Despite the apparently low 1.06 GHz, the computing performance can surpass that of older Core 2 Duo CULV processors due to hyperthreading (multi-core). The 520UM can't quite keep up with the aforementioned SL/SP processors from Intel, due to the low turbo rate of 1.86 GHz (single-core).
The battery life of almost five hours (WLAN surfing, movie from the hard disk) is adequate. The weight of 1359 grams (incl. 5800 mAh battery) plus the light 191 gram adapter can impress the tester just as much as the reasonable waste heat and low system noise in office mode.

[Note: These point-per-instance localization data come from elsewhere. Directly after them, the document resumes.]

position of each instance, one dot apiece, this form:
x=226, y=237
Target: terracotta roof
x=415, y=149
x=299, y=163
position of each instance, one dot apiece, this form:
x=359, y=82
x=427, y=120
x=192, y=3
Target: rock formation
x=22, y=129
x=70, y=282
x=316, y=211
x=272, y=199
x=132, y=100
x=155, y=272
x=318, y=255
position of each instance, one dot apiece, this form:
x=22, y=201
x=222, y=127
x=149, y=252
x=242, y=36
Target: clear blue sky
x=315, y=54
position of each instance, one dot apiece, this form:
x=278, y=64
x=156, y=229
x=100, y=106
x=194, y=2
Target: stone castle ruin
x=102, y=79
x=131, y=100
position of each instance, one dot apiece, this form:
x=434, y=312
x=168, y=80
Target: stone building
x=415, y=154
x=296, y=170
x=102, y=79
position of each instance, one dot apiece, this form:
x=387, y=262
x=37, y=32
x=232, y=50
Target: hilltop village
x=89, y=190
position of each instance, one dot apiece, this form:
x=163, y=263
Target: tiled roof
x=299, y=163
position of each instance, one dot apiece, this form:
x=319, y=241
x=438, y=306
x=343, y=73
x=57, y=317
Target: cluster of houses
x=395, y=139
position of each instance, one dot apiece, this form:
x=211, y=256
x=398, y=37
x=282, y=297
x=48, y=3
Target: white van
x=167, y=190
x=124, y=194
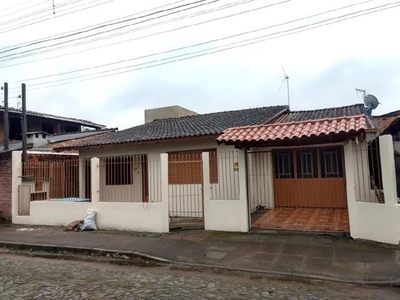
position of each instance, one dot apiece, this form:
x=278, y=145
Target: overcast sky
x=325, y=64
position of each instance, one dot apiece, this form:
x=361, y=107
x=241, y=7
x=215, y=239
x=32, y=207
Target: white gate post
x=15, y=181
x=349, y=160
x=244, y=207
x=95, y=179
x=165, y=190
x=82, y=178
x=388, y=169
x=206, y=190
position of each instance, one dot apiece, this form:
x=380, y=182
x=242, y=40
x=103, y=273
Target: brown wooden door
x=311, y=178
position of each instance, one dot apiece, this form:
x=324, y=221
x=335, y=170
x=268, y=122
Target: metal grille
x=284, y=164
x=260, y=183
x=227, y=185
x=368, y=173
x=132, y=178
x=24, y=192
x=67, y=179
x=185, y=188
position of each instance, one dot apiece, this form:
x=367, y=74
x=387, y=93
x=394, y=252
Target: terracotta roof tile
x=292, y=130
x=188, y=126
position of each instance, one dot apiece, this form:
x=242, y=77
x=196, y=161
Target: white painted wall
x=184, y=200
x=151, y=217
x=374, y=221
x=122, y=193
x=227, y=187
x=260, y=172
x=362, y=182
x=226, y=215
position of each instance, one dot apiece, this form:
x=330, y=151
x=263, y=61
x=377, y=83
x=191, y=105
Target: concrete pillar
x=206, y=191
x=388, y=169
x=350, y=187
x=165, y=190
x=244, y=207
x=82, y=178
x=16, y=181
x=95, y=179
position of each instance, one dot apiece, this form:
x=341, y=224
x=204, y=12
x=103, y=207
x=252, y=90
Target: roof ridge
x=88, y=131
x=219, y=112
x=297, y=122
x=327, y=108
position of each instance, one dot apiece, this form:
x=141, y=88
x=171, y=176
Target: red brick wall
x=5, y=186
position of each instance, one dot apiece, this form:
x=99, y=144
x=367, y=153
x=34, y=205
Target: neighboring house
x=296, y=167
x=36, y=121
x=390, y=124
x=40, y=148
x=266, y=168
x=128, y=168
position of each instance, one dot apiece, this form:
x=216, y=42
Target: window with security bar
x=119, y=170
x=186, y=167
x=307, y=164
x=283, y=164
x=331, y=162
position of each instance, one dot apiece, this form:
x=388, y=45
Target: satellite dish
x=371, y=103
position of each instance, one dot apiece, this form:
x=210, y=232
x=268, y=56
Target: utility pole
x=24, y=125
x=6, y=121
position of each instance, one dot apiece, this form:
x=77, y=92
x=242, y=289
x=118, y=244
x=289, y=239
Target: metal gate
x=293, y=178
x=260, y=183
x=24, y=200
x=309, y=178
x=185, y=184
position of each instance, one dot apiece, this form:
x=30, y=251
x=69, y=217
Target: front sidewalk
x=295, y=255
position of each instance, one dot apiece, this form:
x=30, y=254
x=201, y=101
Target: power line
x=103, y=26
x=222, y=48
x=139, y=29
x=12, y=56
x=19, y=4
x=83, y=28
x=18, y=18
x=202, y=43
x=66, y=12
x=37, y=12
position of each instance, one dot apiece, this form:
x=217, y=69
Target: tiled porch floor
x=305, y=219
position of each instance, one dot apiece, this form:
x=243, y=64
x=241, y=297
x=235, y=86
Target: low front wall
x=226, y=215
x=148, y=217
x=376, y=222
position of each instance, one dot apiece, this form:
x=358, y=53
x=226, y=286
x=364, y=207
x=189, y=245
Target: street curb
x=216, y=268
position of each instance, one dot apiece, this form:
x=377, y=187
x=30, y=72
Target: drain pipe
x=246, y=149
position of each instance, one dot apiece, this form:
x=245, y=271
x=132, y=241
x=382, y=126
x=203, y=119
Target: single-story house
x=129, y=159
x=297, y=167
x=40, y=148
x=264, y=168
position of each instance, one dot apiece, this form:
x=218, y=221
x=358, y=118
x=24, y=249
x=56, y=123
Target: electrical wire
x=19, y=4
x=222, y=48
x=103, y=26
x=13, y=56
x=197, y=44
x=86, y=27
x=37, y=12
x=58, y=15
x=139, y=29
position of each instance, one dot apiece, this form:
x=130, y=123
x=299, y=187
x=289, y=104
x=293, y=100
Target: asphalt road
x=24, y=277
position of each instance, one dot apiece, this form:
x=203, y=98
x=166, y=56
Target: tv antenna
x=286, y=79
x=370, y=101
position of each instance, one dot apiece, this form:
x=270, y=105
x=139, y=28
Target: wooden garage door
x=310, y=178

So much praise, but not a "Very Good" anyway? As good as the 11.6 incher is in performance and battery life may be, the input devices are at most satisfactory. Spongy typing feel, yielding key bed and inconsistent mouse keys - that results in point deductions for the input devices. Other criticism concerns the only average bright glare type display. A genuine mobility product has to be brighter and AR-coated.